How Azure Data Factory-Data Flows is Revolutionizing the Creation of Machine Learning Training Data

Former Employee

Mar 23, 2023

Recently, my team engaged with a customer where they were looking for a better method to extract & expose various marketing-related data feature aggregates for use in training a machine learning model to predict the outcome of customer contacts or touchpoints – to help determine if they would ultimately lead to real sales opportunities.

Data feature aggregates are simply summary statistics or calculations performed on a set of data to derive new features or attributes. Feature aggregates are commonly used in machine learning to provide more informative and relevant input data for model training purposes.

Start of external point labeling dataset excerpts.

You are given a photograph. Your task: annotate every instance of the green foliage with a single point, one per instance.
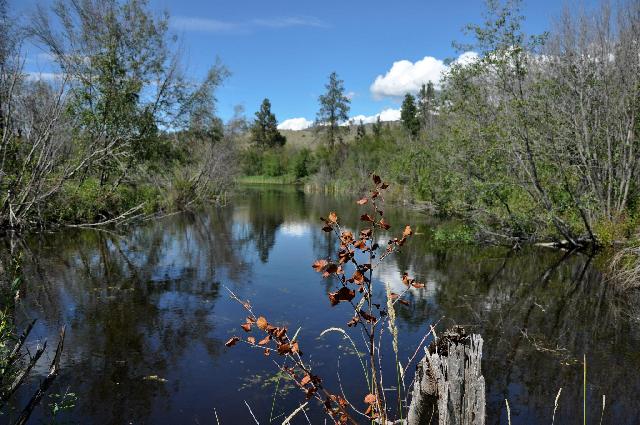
(61, 403)
(264, 131)
(361, 131)
(409, 115)
(334, 110)
(296, 164)
(449, 233)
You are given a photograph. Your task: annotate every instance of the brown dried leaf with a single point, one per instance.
(368, 317)
(262, 323)
(284, 349)
(330, 269)
(366, 217)
(265, 340)
(232, 341)
(358, 277)
(343, 294)
(318, 265)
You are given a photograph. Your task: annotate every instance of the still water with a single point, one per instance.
(147, 315)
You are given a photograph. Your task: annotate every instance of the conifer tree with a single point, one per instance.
(361, 131)
(409, 115)
(426, 105)
(334, 110)
(264, 131)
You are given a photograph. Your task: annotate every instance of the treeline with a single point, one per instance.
(117, 131)
(537, 138)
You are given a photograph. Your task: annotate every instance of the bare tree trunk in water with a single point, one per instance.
(449, 388)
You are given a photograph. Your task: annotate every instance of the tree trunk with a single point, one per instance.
(449, 387)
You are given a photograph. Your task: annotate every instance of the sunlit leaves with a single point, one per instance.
(265, 340)
(343, 294)
(319, 265)
(232, 341)
(262, 323)
(367, 217)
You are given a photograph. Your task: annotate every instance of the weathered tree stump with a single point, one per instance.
(449, 388)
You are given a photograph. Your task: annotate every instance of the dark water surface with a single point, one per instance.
(149, 301)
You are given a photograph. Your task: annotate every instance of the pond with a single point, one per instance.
(147, 316)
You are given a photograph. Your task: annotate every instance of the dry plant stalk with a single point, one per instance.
(357, 290)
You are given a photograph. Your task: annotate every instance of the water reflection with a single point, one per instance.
(147, 303)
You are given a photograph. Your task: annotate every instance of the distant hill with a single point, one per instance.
(309, 139)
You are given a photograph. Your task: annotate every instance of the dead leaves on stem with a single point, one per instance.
(353, 245)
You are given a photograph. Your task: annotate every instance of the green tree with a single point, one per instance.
(361, 131)
(377, 128)
(409, 115)
(334, 110)
(264, 131)
(124, 77)
(426, 105)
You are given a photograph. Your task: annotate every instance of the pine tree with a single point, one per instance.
(361, 131)
(264, 131)
(334, 109)
(426, 104)
(409, 115)
(377, 128)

Machine learning has become an essential tool for businesses to gain insights and improve decision-making. To train machine learning models, it is crucial to have a robust training dataset that includes relevant features. However, creating these features can be a time-consuming and complex task. Azure Data Factory - Data Flows is an excellent tool for aggregating features and improving the quality of your training dataset.

Azure Data Factory - Data Flows is a cloud-based data integration service that enables you to create, schedule, and manage data pipelines. Data Flows represent a visual interface that provides a rich, drag-and-drop experience for building data transformation logic. It can process large amounts of data quickly and efficiently, making it an ideal tool for feature aggregation.

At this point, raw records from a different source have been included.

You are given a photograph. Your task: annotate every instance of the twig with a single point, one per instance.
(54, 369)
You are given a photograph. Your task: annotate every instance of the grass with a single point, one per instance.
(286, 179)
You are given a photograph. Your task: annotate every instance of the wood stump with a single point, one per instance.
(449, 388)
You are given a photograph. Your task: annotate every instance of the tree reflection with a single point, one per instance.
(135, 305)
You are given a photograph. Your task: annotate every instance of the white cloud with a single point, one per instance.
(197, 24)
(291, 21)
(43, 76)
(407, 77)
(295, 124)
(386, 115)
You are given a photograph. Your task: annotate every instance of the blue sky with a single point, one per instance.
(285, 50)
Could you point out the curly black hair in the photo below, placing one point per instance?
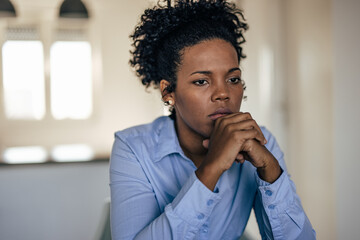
(165, 30)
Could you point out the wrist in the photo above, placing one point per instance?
(270, 172)
(208, 175)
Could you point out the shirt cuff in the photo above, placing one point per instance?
(276, 197)
(195, 202)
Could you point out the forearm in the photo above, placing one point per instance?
(279, 204)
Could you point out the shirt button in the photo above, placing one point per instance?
(268, 192)
(271, 206)
(210, 202)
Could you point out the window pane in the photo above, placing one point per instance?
(23, 79)
(72, 153)
(33, 154)
(71, 86)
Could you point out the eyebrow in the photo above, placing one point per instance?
(209, 72)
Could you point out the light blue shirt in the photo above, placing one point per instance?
(155, 193)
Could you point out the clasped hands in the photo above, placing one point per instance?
(236, 137)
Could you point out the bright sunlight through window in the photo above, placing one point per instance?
(23, 79)
(71, 85)
(31, 154)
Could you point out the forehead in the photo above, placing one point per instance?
(208, 55)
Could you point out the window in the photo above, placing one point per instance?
(23, 75)
(71, 86)
(47, 85)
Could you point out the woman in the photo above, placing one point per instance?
(198, 173)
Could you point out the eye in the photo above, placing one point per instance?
(234, 80)
(200, 82)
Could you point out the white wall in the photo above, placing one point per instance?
(346, 115)
(309, 89)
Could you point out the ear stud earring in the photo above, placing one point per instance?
(169, 102)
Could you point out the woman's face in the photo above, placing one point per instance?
(208, 86)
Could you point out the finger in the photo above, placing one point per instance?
(242, 121)
(242, 135)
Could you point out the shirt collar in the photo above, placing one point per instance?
(168, 142)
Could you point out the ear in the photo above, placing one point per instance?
(166, 96)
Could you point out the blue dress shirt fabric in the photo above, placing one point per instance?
(155, 193)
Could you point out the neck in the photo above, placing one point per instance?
(191, 143)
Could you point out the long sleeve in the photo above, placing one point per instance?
(135, 213)
(277, 207)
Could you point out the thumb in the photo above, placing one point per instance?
(206, 143)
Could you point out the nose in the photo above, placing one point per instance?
(220, 92)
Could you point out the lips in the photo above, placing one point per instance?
(220, 113)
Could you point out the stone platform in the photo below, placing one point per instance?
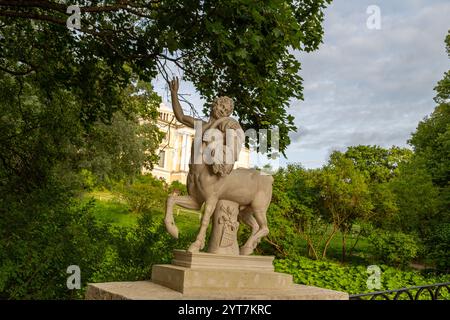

Feature engineering is the process of selecting and transforming raw data into meaningful features that can be used to train machine learning models. However, feature engineering can be a challenging task, especially when working with large datasets. Azure Data Factory - Data Flows simplifies the feature engineering process by providing a visual interface for building data transformation logic. It includes a wide range of data transformation activities, including aggregation, filtering, sorting, and joining.

Below are screenshots of the Azure Data Factory – Data flow mapping activities:

The aggregation activity in Data Flows is particularly useful for feature aggregation. It allows you to group data by one or more columns and calculate aggregate values for each group. This process can be repeated for each relevant feature, resulting in a dataset with relevant features for machine learning model training. By using Data Flows to aggregate features, you can easily create new feature aggregates for inclusion in machine learning training files.

When creating a training dataset for machine learning models, it is essential to have relevant features that capture the underlying patterns and relationships in the data. Feature engineering is the process of selecting and transforming raw data into meaningful features that can be used to train machine learning models. However, feature engineering can be a time-consuming and challenging task, especially when dealing with large datasets.

The process to follow consists of basically (3) Steps:

Step 1 of the process is depicted below:

In this step, we create individual Azure data Factory Data Flows – to extract, derive, and aggregate the desired (numeric) features from the Azure SQL database. The database sources for these types of aggregate features are typically endless – as are the use cases. Typical scenarios might include customer aggregates across sales, marketing, and CRM databases.

The pattern is simple; create an individual Azure Data Factory – Data flow for each aggregate you wish to generate that will be used as an input for a Machine Learning training file. The Key to success is to have a common ID also included in the output – so that we can later perform a JOIN on this field across ALL aggregates. A common ID column might be ‘Customer_ID’.

By creating each aggregate individually – each with its own Azure Data Factory–Data flow, you have the ability to completely customize the logic and workflow to produce each aggregate feature.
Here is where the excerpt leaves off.